6. b): nel caso dell’incarico nullo
Ulteriore ipotesi di nullità testuale, che giustifica l’attenzione sotto il profilo prescelto, è quella prevista dalle “norme generali sull’ordinamento del lavoro alle dipendenze delle amministrazioni pubbliche” laddove viene previsto che “le pubbliche amministrazioni non possono conferire incarichi retribuiti a dipendenti di altre amministrazioni pubbliche senza la previa autorizzazione dell'amministrazione di appartenenza dei dipendenti stessi. Salve le più gravi sanzioni, il conferimento dei predetti incarichi, senza la previa autorizzazione, [...] è nullo di diritto”. Tale previsione se, da un lato, mostra come il problema dell’attività esercitata sulla base di un titolo di investitura nullo sia ben più ampio di quello della nullità del provvedimento di nomina, dall’altro, pone comunque la questione della riferibilità all’amministrazione, prima, e del relativo regime, poi, degli atti adottati sulla base di un incarico nullo. In tal caso un provvedimento di investitura esiste, è valido ed efficace, ma non può fungere da titolo legittimante l’esercizio di quella funzione che abbisogna, viceversa, anche di uno specifico atto di incarico.
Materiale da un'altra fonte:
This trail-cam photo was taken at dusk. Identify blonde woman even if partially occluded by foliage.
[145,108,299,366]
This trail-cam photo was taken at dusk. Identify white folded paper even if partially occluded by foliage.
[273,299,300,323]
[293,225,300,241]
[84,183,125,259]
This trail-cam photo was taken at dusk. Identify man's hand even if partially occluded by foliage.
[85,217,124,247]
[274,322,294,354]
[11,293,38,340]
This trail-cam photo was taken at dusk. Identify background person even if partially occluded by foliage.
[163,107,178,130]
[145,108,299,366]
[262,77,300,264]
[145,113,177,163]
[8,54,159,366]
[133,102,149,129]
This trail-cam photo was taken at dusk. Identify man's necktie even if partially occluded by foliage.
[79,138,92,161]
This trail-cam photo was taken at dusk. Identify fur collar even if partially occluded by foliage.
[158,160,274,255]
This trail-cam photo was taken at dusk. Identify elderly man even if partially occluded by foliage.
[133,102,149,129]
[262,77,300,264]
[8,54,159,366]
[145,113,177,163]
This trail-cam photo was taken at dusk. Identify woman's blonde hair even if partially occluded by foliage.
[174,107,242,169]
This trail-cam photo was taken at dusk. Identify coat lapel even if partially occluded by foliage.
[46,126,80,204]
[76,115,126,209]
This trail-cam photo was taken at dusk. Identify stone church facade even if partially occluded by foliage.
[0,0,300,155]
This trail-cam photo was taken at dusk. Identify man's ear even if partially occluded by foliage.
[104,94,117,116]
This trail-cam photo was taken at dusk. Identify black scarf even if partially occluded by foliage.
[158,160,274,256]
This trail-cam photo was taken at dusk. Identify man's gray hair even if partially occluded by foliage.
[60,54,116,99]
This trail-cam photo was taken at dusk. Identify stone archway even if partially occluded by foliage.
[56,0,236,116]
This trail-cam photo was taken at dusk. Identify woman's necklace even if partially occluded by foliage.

Quest’ultimo però, difettando dell’apposita autorizzazione, va qualificato come nullo, il che ripropone, ancora una volta, il tema dell’imputazione degli atti adottati sulla base di un titolo legittimante nullo. Anche qui non può che parlarsi, a nostro modo di vedere, di eccezione al regime della nullità, mancando, ovvero essendo radicalmente inefficace, il titolo di esercizio della funzione, e richiamare quanto sopra osservato in termini generali. La imputabilità all’amministrazione degli atti adottati sulla base di un incarico nullo si presta ad essere giustificata attraverso l’esistenza del titolo che, comunque mantiene una rilevanza giuridica e, soprattutto, attraverso il principio dell’apparentia juris, anche in tal caso utilizzabile come strumento di tutela dell’affidamento del terzo in buona fede.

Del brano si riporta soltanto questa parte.